Выбрать главу

Клинцов потянулся к Марине, как бы желая поправить ее непослушные волосы. Она ощутила свои руки, словно вдруг вспомнила о них. Впервые оценила в темноте их хрупкость и закрыла глаза. На все…

Магнитофонная лента кончилась. Свободный конец зашуршал по пластмассе. Никто не потянулся перевернуть бобину.

Так она и шелестела, эта лента.

Нет, совсем по-другому она себе все это представляла, рисовала вечерами, забыв о книге в руке или опершись локтями на клавиатуру. Все должно было произойти не так запланированно, без расчета, с элементом случайности, как бы само собой. Она хотела впервые обнаружить себя в подобной ситуации не иначе как после веселого случая — спасаясь от дождя, что ли… Чтобы не оказалось под рукой ни плаща, ни зонтика — ничего. Чтобы промокнуть до нитки и раздеваться потому, что действительно холодно, очень холодно после дождя в сырой одежде, а не потому… Почему?
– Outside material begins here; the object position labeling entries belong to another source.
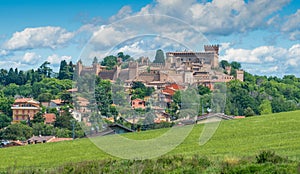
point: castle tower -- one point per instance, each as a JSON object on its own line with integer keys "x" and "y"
{"x": 228, "y": 69}
{"x": 215, "y": 50}
{"x": 78, "y": 67}
{"x": 133, "y": 70}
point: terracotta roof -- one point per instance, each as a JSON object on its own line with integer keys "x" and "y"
{"x": 49, "y": 117}
{"x": 60, "y": 139}
{"x": 25, "y": 100}
{"x": 137, "y": 99}
{"x": 40, "y": 139}
{"x": 57, "y": 101}
{"x": 168, "y": 91}
{"x": 72, "y": 90}
{"x": 237, "y": 117}
{"x": 174, "y": 86}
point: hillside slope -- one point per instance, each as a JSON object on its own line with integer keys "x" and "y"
{"x": 243, "y": 137}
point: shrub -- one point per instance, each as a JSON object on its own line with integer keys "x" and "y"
{"x": 269, "y": 156}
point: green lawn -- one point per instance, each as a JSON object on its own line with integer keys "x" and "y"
{"x": 234, "y": 138}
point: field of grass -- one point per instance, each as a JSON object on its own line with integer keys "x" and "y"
{"x": 233, "y": 139}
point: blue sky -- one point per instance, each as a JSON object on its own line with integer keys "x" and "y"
{"x": 263, "y": 35}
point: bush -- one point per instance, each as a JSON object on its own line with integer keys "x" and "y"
{"x": 269, "y": 156}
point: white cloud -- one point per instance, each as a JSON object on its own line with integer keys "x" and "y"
{"x": 56, "y": 59}
{"x": 124, "y": 12}
{"x": 30, "y": 57}
{"x": 256, "y": 55}
{"x": 41, "y": 37}
{"x": 267, "y": 60}
{"x": 270, "y": 69}
{"x": 291, "y": 26}
{"x": 218, "y": 17}
{"x": 4, "y": 52}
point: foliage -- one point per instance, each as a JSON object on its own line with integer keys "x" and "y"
{"x": 103, "y": 96}
{"x": 38, "y": 118}
{"x": 139, "y": 90}
{"x": 109, "y": 61}
{"x": 124, "y": 57}
{"x": 235, "y": 138}
{"x": 16, "y": 132}
{"x": 203, "y": 90}
{"x": 63, "y": 120}
{"x": 249, "y": 112}
{"x": 4, "y": 120}
{"x": 66, "y": 70}
{"x": 265, "y": 107}
{"x": 269, "y": 156}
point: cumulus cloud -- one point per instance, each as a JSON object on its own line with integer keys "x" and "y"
{"x": 56, "y": 59}
{"x": 256, "y": 55}
{"x": 4, "y": 52}
{"x": 268, "y": 60}
{"x": 40, "y": 37}
{"x": 30, "y": 57}
{"x": 292, "y": 26}
{"x": 218, "y": 16}
{"x": 124, "y": 12}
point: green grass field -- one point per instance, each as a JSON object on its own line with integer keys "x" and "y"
{"x": 234, "y": 138}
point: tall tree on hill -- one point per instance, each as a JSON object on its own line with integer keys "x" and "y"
{"x": 64, "y": 71}
{"x": 224, "y": 64}
{"x": 109, "y": 61}
{"x": 38, "y": 118}
{"x": 45, "y": 69}
{"x": 159, "y": 57}
{"x": 265, "y": 107}
{"x": 123, "y": 57}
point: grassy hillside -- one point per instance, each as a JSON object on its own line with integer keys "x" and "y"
{"x": 234, "y": 138}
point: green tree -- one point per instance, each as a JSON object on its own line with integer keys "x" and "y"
{"x": 45, "y": 69}
{"x": 64, "y": 71}
{"x": 4, "y": 120}
{"x": 63, "y": 120}
{"x": 203, "y": 90}
{"x": 38, "y": 118}
{"x": 17, "y": 132}
{"x": 235, "y": 65}
{"x": 248, "y": 112}
{"x": 109, "y": 61}
{"x": 265, "y": 107}
{"x": 159, "y": 57}
{"x": 45, "y": 97}
{"x": 224, "y": 64}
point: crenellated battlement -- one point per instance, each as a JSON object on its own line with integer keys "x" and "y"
{"x": 211, "y": 48}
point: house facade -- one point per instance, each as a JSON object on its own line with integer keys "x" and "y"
{"x": 24, "y": 109}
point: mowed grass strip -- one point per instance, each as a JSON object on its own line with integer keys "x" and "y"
{"x": 242, "y": 137}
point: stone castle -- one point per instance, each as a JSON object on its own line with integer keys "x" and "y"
{"x": 186, "y": 67}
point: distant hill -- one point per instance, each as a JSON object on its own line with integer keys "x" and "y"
{"x": 238, "y": 138}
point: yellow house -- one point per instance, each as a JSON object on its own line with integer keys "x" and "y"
{"x": 24, "y": 108}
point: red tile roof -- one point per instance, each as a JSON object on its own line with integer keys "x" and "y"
{"x": 168, "y": 91}
{"x": 49, "y": 117}
{"x": 57, "y": 101}
{"x": 25, "y": 100}
{"x": 60, "y": 139}
{"x": 73, "y": 90}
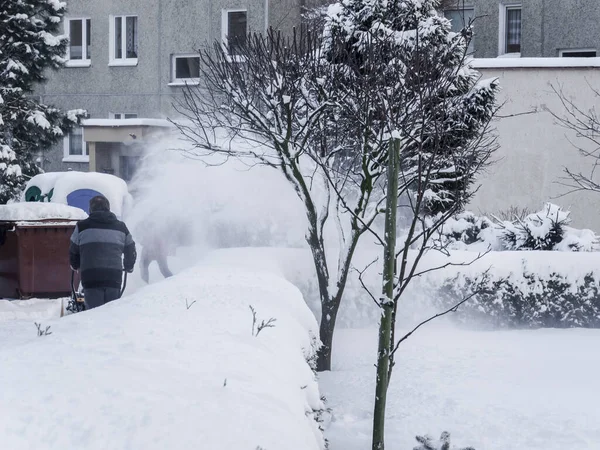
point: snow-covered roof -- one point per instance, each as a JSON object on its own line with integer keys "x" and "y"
{"x": 139, "y": 122}
{"x": 505, "y": 63}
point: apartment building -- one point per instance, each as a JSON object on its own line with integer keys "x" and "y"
{"x": 127, "y": 62}
{"x": 529, "y": 28}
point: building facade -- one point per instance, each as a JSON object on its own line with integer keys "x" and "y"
{"x": 529, "y": 28}
{"x": 127, "y": 63}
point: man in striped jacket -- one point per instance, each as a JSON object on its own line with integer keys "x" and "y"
{"x": 101, "y": 247}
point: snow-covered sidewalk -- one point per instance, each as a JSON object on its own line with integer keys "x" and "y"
{"x": 511, "y": 390}
{"x": 175, "y": 365}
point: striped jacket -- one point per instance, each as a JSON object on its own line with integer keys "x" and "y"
{"x": 101, "y": 246}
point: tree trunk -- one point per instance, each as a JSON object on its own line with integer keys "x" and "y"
{"x": 328, "y": 309}
{"x": 326, "y": 334}
{"x": 387, "y": 303}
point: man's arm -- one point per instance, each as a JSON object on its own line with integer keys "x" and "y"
{"x": 129, "y": 252}
{"x": 74, "y": 256}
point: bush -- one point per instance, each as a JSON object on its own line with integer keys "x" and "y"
{"x": 533, "y": 301}
{"x": 427, "y": 443}
{"x": 547, "y": 229}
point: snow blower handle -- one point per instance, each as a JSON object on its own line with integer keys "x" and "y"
{"x": 124, "y": 284}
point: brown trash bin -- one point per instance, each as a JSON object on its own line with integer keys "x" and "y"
{"x": 34, "y": 259}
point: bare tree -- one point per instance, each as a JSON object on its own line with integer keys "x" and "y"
{"x": 429, "y": 121}
{"x": 272, "y": 101}
{"x": 585, "y": 125}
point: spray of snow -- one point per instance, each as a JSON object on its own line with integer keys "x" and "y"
{"x": 202, "y": 204}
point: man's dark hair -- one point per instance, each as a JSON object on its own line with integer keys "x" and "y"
{"x": 99, "y": 203}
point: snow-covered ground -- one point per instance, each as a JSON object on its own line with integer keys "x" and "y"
{"x": 147, "y": 372}
{"x": 511, "y": 390}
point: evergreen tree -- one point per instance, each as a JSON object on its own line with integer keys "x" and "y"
{"x": 29, "y": 44}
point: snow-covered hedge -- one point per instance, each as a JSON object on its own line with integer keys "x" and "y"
{"x": 547, "y": 229}
{"x": 522, "y": 290}
{"x": 176, "y": 365}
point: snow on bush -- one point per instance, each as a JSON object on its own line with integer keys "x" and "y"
{"x": 523, "y": 290}
{"x": 175, "y": 365}
{"x": 39, "y": 211}
{"x": 544, "y": 230}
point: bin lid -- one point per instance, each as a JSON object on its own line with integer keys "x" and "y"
{"x": 81, "y": 198}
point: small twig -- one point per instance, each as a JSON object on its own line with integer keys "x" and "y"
{"x": 449, "y": 310}
{"x": 524, "y": 113}
{"x": 41, "y": 332}
{"x": 189, "y": 305}
{"x": 364, "y": 286}
{"x": 256, "y": 329}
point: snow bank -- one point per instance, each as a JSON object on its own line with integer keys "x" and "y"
{"x": 530, "y": 273}
{"x": 509, "y": 390}
{"x": 39, "y": 211}
{"x": 32, "y": 309}
{"x": 506, "y": 63}
{"x": 149, "y": 372}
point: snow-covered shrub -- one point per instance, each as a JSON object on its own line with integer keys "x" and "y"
{"x": 529, "y": 299}
{"x": 543, "y": 230}
{"x": 547, "y": 229}
{"x": 466, "y": 229}
{"x": 427, "y": 443}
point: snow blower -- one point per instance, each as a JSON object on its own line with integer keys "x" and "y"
{"x": 77, "y": 301}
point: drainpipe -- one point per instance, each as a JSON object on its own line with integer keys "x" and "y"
{"x": 159, "y": 57}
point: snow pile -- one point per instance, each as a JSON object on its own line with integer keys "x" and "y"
{"x": 510, "y": 390}
{"x": 14, "y": 212}
{"x": 112, "y": 187}
{"x": 175, "y": 365}
{"x": 32, "y": 309}
{"x": 61, "y": 184}
{"x": 44, "y": 182}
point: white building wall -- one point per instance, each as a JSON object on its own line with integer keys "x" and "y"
{"x": 534, "y": 149}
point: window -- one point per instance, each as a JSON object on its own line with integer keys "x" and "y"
{"x": 577, "y": 53}
{"x": 185, "y": 69}
{"x": 123, "y": 40}
{"x": 510, "y": 29}
{"x": 75, "y": 149}
{"x": 123, "y": 115}
{"x": 234, "y": 30}
{"x": 80, "y": 38}
{"x": 460, "y": 19}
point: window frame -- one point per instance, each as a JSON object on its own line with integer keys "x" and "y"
{"x": 502, "y": 31}
{"x": 183, "y": 81}
{"x": 563, "y": 51}
{"x": 83, "y": 62}
{"x": 113, "y": 61}
{"x": 67, "y": 157}
{"x": 225, "y": 31}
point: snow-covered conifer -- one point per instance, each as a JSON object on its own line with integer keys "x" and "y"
{"x": 29, "y": 45}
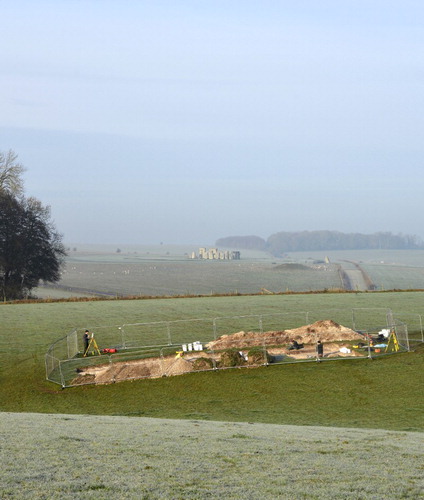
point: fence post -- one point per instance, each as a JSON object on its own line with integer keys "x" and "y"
{"x": 369, "y": 346}
{"x": 168, "y": 328}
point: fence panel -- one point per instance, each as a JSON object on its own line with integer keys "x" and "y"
{"x": 415, "y": 325}
{"x": 371, "y": 319}
{"x": 105, "y": 337}
{"x": 283, "y": 321}
{"x": 157, "y": 349}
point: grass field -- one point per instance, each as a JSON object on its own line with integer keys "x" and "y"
{"x": 97, "y": 457}
{"x": 167, "y": 270}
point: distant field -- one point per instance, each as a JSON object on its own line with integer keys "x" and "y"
{"x": 210, "y": 435}
{"x": 96, "y": 457}
{"x": 167, "y": 270}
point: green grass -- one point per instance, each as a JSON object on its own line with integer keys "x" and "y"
{"x": 384, "y": 393}
{"x": 97, "y": 457}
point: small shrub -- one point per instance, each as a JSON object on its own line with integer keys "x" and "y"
{"x": 231, "y": 358}
{"x": 203, "y": 364}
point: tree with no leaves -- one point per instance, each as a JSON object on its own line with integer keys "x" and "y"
{"x": 30, "y": 247}
{"x": 11, "y": 173}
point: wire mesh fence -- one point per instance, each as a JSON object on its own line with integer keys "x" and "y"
{"x": 158, "y": 349}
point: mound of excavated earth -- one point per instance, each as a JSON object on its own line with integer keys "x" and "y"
{"x": 325, "y": 330}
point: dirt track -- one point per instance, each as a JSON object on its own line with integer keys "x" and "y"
{"x": 277, "y": 343}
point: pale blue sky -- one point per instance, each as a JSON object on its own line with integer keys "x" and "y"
{"x": 185, "y": 121}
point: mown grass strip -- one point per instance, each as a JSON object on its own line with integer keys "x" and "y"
{"x": 385, "y": 393}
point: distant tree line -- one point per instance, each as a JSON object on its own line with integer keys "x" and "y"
{"x": 279, "y": 243}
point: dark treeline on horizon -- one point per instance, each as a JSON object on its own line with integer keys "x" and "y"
{"x": 279, "y": 243}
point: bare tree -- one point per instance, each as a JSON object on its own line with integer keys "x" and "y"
{"x": 11, "y": 173}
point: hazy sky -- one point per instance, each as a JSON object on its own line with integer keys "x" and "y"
{"x": 185, "y": 121}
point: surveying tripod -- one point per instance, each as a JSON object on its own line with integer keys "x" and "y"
{"x": 93, "y": 345}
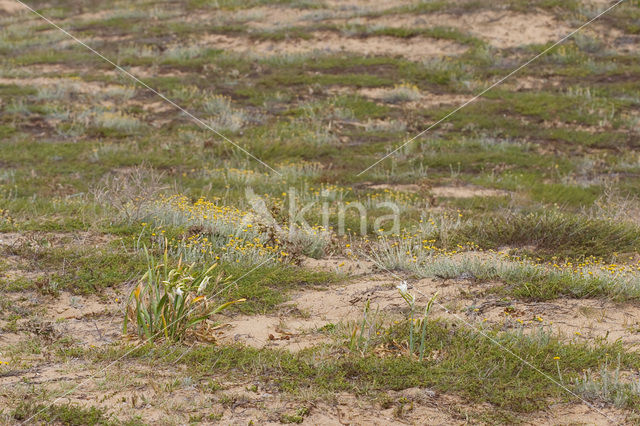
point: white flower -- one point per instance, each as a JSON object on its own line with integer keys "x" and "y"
{"x": 403, "y": 288}
{"x": 204, "y": 283}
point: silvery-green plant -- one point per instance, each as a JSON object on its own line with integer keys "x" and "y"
{"x": 414, "y": 324}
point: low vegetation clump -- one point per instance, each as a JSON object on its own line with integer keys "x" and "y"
{"x": 171, "y": 303}
{"x": 359, "y": 224}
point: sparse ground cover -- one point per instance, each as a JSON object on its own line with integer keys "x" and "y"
{"x": 519, "y": 214}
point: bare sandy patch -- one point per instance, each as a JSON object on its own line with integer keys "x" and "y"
{"x": 444, "y": 191}
{"x": 340, "y": 265}
{"x": 402, "y": 187}
{"x": 577, "y": 414}
{"x": 502, "y": 29}
{"x": 466, "y": 192}
{"x": 363, "y": 6}
{"x": 262, "y": 331}
{"x": 426, "y": 100}
{"x": 415, "y": 49}
{"x": 10, "y": 6}
{"x": 579, "y": 319}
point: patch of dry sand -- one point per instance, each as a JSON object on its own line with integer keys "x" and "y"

Вышло как-то глупо и бездарно… Еще на занятиях он долго ловил момент в разговоре, чтобы воткнуть свое всегдашнее дежурное предложение: не рвануть ли на дачу? Как если бы мысль только что пришла ему в голову. Но там, на даче, уже торт, шампанское, свежие фрукты с рынка. Все запасено с утра. Значит, он задумал это еще вчера.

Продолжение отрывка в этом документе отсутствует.